A settlement agreement in a Texas divorce can allow the parties an amicable resolution, avoiding lengthy and contentious litigation.  In some cases, however, a party may wish to repudiate the agreement or revoke their consent to the agreement.  A party may revoke consent to an agreement before rendition of the divorce. See Tex. Fam. Code § 7.006(a).  In a recent high net worth divorce case, a former wife challenged the final divorce decree, arguing she had revoked consent to the parties’ settlement agreement.

According to the appeals court, the parties were married for nearly 38 years when they petitioned for divorce. According to the appeals court, the wife’s proposed property division valued the marital estate at more than $5 million. The parties reached an agreement during the trial on April 22, 2024.  The trial court stated it would adopt the agreement. It also stated it “will grant [the] divorce based on insupportability and. . .will accept the agreement. . .”  After being asked by the husband’s attorney, the court stated it “rendered that today. . .”

Both parties and their attorneys signed a copy of the agreement titled “Judge’s Order” and it was signed by the court and file-marked in April.

The husband moved to sign the final decree in June. The wife identified discrepancies between his proposed final decree and the Judge’s Order the parties signed.  She subsequently moved to revoke her consent to the Agreement.

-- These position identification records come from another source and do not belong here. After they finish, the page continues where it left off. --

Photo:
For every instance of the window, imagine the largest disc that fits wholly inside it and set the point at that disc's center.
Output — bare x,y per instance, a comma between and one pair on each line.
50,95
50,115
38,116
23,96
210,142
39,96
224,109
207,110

The court denied the wife’s motion to revoke consent.  It struck certain provisions in the husband’s proposed decree and signed the divorce decree. The trial court entered findings of fact and conclusions of law on the wife’s request.

Rendition of Judgment

The wife appealed, arguing the court had not exhibited a present intent to render judgment at the trial.

Rendition is the first phase or reducing a decision to a final judgment in Texas.  It which occurs when the court declares its decision on the issues, either orally or in a signed memorandum. Rendition has not occurred if the judge only expressed an intent to render judgment.  The second phase is signing, which may occur at the same time as the rendition. The third step is the clerical act of entry, which is performed by the clerk of the court.

In its findings of fact and conclusions of law, the trial court found it had “rendered judgment on the agreement. . . .” It also stated in its conclusions that “the agreements were in force and effect at the time of the rendition.”

The wife argued the court’s language indicated a future intent to render judgment rather than a present intent. She pointed to the use of the word “will” when the agreement was read into the record, both with regard to who would receive property and with regard to the court’s adoption of the agreement.  The court stated it “will adopt the agreement” and that the agreement “will be the order of the Court.”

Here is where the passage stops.